Below are 10 simple things you, as the website owner, can do to help make your WordPress website more secure. Most can be done directly through your WordPress dashboard and without too much technical know-how.
- Install the latest version of WordPress and update every time there is an upgrade
WordPress developers work vigilantly against hacking vulnerabilities when they add new features and functions to their software and fix any known insecurities that may arise as soon as possible. There are usually 3 to 4 major updates a year with new or improved features and functions. In addition, there may be several bug fixes and security updates. By keeping your WordPress installation as current as possible, it will help keep the hackers out! If you are running 4.0 or later, WordPress now updates automatically for minor updates, but you’ll need to manually update after a major upgrade.
- Install only tested and compatible plug-ins and update them regularly
Out-of-date and untested plugins have insecurities that hackers can invade. Most plugin developers work just as vigilantly as the software developers and update and test there plugins soon after a WordPress upgrade. However, some do not, for whatever reason (too busy, out of business, no longer developing). So, when adding a new plugin ensure it has been tested and is compatible with your version of WordPress and when you update your software check to see if your plugins are updated, compatible and tested. Also, check reviews to see if there are any known insecurities.
- Use only a tested and compatible theme from a reputable theme supplier and update regularly
Similarly outdated WordPress themes can have vulnerable and insecure files. Theme developers usually update their themes after a WordPress upgrade. If you’re having your theme customized, where possible have your website designer create a child theme so that the parent theme can be updated as necessary.
- Use a strong admin password and don’t use admin as yow username
Hackers look for websites with admin as the username and have a list of common passwords that their bots use to enter vulnerable WordPress installations which they can then easily hack. By using a different username and a strong password (a mix of upper and lowercase letters, numbers, and symbols that do not make a recognizable word or common phrase), you make it difficult for hackers to enter your administrative dashboard where they can then alter your theme, plugin or media files.
- Add a secure log-in plug-in with captcha and limited log-in attempts
Make it even more difficult for hackers to enter your dashboard by using a captcha they have to fill in before they can login.

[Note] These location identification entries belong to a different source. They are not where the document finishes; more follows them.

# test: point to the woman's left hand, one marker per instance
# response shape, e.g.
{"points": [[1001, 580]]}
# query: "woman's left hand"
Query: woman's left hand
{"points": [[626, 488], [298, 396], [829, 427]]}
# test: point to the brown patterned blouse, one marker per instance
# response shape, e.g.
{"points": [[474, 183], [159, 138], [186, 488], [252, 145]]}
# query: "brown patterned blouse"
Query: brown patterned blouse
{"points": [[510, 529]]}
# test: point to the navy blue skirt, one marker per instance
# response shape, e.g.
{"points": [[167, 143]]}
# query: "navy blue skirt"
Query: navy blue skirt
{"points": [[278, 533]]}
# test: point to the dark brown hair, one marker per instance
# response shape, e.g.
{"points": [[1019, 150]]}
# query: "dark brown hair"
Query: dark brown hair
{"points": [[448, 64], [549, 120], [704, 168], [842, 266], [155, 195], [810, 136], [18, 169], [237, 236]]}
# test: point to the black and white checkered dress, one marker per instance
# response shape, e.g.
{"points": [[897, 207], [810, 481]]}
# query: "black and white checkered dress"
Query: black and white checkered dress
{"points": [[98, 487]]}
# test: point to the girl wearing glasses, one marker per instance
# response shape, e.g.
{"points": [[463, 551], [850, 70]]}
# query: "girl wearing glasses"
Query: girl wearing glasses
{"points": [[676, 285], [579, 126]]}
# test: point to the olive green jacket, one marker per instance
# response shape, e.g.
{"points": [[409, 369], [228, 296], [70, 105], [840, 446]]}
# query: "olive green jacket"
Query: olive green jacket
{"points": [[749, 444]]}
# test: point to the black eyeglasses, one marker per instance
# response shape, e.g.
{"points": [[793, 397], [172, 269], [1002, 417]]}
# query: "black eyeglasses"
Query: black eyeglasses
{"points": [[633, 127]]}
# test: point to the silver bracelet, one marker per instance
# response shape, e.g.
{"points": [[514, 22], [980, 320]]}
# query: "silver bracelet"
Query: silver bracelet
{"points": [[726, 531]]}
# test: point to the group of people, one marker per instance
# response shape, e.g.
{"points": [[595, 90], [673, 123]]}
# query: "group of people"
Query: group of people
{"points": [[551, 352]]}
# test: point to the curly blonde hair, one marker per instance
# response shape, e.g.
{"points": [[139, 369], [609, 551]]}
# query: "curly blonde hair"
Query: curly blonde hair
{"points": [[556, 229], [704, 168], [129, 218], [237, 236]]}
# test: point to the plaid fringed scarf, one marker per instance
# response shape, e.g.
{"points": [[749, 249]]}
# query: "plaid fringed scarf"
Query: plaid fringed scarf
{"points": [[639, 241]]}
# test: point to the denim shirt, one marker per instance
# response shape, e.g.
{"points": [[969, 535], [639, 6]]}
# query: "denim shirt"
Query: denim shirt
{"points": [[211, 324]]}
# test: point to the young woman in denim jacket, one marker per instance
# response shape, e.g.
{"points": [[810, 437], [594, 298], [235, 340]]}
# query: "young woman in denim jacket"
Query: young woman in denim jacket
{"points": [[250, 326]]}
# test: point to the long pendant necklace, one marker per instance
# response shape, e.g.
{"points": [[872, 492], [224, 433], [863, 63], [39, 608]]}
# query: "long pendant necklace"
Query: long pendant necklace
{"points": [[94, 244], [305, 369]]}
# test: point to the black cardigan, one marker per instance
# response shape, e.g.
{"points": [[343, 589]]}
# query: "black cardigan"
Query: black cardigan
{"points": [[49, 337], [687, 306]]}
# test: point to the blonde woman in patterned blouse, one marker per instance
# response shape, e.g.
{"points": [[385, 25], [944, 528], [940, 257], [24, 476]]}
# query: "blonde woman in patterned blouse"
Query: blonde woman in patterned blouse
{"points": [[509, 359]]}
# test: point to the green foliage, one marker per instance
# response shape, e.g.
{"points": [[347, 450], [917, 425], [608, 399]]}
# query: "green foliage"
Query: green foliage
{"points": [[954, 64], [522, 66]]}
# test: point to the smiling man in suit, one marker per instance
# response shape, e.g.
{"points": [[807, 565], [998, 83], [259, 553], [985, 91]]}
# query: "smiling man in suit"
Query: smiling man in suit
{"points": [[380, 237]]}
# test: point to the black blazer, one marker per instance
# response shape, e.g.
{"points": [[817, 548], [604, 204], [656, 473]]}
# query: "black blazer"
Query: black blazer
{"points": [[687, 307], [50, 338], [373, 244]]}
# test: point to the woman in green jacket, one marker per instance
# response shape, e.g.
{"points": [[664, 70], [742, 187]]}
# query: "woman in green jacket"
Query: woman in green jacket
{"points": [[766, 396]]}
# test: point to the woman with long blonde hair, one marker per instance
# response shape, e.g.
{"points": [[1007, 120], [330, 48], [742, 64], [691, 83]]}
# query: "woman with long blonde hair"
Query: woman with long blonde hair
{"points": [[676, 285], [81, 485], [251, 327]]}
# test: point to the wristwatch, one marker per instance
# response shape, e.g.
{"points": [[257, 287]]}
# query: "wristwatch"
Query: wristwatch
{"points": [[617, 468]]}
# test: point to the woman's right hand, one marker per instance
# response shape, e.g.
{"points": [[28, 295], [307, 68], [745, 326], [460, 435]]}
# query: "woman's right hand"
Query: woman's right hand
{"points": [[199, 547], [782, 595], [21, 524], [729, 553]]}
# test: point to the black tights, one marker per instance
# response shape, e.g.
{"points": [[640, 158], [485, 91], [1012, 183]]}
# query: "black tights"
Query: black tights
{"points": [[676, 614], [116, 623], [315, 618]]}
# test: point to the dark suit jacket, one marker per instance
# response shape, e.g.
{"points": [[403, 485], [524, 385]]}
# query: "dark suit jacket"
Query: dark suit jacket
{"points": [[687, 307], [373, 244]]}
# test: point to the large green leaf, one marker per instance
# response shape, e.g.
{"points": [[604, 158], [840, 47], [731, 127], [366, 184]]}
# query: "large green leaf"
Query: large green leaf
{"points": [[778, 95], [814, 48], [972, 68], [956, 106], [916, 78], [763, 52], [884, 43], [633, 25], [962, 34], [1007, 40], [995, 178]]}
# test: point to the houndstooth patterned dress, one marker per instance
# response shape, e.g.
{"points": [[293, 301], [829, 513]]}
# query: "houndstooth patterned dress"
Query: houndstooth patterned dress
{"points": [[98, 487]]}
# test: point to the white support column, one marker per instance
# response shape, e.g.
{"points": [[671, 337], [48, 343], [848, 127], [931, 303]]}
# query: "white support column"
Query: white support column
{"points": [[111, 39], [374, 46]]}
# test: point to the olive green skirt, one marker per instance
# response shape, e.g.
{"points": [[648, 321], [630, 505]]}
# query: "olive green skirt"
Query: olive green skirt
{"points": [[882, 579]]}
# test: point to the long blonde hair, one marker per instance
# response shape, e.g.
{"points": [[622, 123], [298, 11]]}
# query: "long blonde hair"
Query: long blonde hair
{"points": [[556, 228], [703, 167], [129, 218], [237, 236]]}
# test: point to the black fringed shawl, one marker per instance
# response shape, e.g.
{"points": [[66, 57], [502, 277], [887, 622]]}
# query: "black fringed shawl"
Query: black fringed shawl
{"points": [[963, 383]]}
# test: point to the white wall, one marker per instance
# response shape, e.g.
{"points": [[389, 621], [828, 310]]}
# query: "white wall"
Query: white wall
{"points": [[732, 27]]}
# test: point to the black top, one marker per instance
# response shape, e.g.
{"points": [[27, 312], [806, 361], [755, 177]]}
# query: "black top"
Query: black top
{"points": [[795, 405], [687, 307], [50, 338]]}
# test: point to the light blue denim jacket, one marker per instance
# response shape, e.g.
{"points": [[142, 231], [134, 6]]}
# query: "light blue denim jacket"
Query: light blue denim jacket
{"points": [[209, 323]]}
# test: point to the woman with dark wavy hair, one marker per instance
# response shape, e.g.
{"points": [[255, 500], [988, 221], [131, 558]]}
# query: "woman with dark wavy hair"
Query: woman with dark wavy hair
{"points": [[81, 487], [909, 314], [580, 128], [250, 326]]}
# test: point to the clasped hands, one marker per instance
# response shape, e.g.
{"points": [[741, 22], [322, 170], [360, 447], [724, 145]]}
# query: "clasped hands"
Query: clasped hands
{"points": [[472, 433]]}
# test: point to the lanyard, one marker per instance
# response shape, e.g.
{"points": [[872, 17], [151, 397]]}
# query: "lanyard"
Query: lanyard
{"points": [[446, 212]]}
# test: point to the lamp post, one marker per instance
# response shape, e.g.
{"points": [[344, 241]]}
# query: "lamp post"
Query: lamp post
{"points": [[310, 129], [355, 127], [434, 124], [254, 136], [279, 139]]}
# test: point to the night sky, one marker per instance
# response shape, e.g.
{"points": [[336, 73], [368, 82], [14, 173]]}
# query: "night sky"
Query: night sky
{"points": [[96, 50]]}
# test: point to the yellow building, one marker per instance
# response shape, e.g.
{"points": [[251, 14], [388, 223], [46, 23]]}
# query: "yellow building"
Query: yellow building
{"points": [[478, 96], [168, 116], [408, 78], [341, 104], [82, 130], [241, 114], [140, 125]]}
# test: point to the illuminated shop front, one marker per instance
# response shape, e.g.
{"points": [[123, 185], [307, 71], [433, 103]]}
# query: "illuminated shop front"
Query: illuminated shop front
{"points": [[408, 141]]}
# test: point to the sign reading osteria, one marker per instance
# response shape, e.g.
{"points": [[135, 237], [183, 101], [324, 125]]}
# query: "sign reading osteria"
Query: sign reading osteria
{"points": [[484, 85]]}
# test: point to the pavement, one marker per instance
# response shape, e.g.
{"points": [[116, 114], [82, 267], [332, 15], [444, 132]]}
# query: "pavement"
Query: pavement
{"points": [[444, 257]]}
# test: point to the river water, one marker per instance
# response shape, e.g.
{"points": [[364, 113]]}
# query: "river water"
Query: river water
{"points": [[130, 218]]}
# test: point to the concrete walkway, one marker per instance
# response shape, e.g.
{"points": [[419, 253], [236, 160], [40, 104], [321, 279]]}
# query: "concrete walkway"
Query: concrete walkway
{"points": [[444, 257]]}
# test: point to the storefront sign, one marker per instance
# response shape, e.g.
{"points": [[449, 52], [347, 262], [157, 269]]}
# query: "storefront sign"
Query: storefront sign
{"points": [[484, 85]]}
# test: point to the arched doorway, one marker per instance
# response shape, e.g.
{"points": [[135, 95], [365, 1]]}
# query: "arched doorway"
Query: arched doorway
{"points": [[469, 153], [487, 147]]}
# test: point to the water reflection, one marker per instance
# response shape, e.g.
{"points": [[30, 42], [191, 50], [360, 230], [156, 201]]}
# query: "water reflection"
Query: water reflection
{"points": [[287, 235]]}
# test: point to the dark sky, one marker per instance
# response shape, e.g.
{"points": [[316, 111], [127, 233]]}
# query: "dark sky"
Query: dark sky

Most hackers use robots that cannot detect the message users must type before logging in. Also, by limiting login attempts to 3 attempts, access from their IP will be blocked after the third attempt at guessing your password. Be careful with this one though. If you forget your password, you could end up blocking your own IP and locking yourself out of your dashboard. If this happens, you’ll need to get your web-host to unblock your IP.
- Change the discussion settings so commenters need to register/log-in to comment
Hackers often use the discussion area of websites to inject them with viruses using links in comments. Theme viruses can do damage to your visitors’ computers. By making users register before commenting, you are adding one more step before hackers can do damage which may deter them.
- Change the discussion settings so all new comments need to be approved before appearing
In additional to making hackers register, by setting your discussion so the first (or even every) comment must be approved, you can check the commenter is legitimate before their comment appears. If their comment does not make sense, relate to your article or mention you by name, or if it contains several links, send it to the spam folder or, even better, just delete it.
- Activate and set-up Akismet spam
Let Akismet remove all your spam for you. You’ll need to obtain an Akismet key and pay a small donation, but as your website grows, it will be worth it so you do not have to check every spam comment on your website.
- Host with a reputable web host with demonstrable security features/measures
If you’re just starting up, or have recently been hacked, and are looking for a new web-host, do some research before investing in a web host. Read reviews, ask your web designer or other businesses who they recommend, read the webhost’s FAQ to see what measures they take to ensure your website is secure.
- Host your website on a dedicated IP address
With a dedicated IP, no one else’s website is hosted on the same server as yours, so if a hacker is attempting to infect or shutdown an entire serve with hundreds of websites yours will not be affected. If you already have a website and want to host it on a dedicated IP, you may need to ask your web host to set it up and move it for you.
Bonus 1: Install a test installation of WordPress on a sub-domain where you can test new themes or plugins before installing them on your main website.
Bonus 2: Install a backup plugin, schedule regular backups and store the back-ups offline and/or in the cloud so that you can move and/or restore your website in the event that it is hacked.
This list is by no means all you can do to secure your WordPress website. These are just some of the things I usually do when installing and setting up WordPress for my clients. If you have any other WordPress security tips you want to share feel free to comment on this post.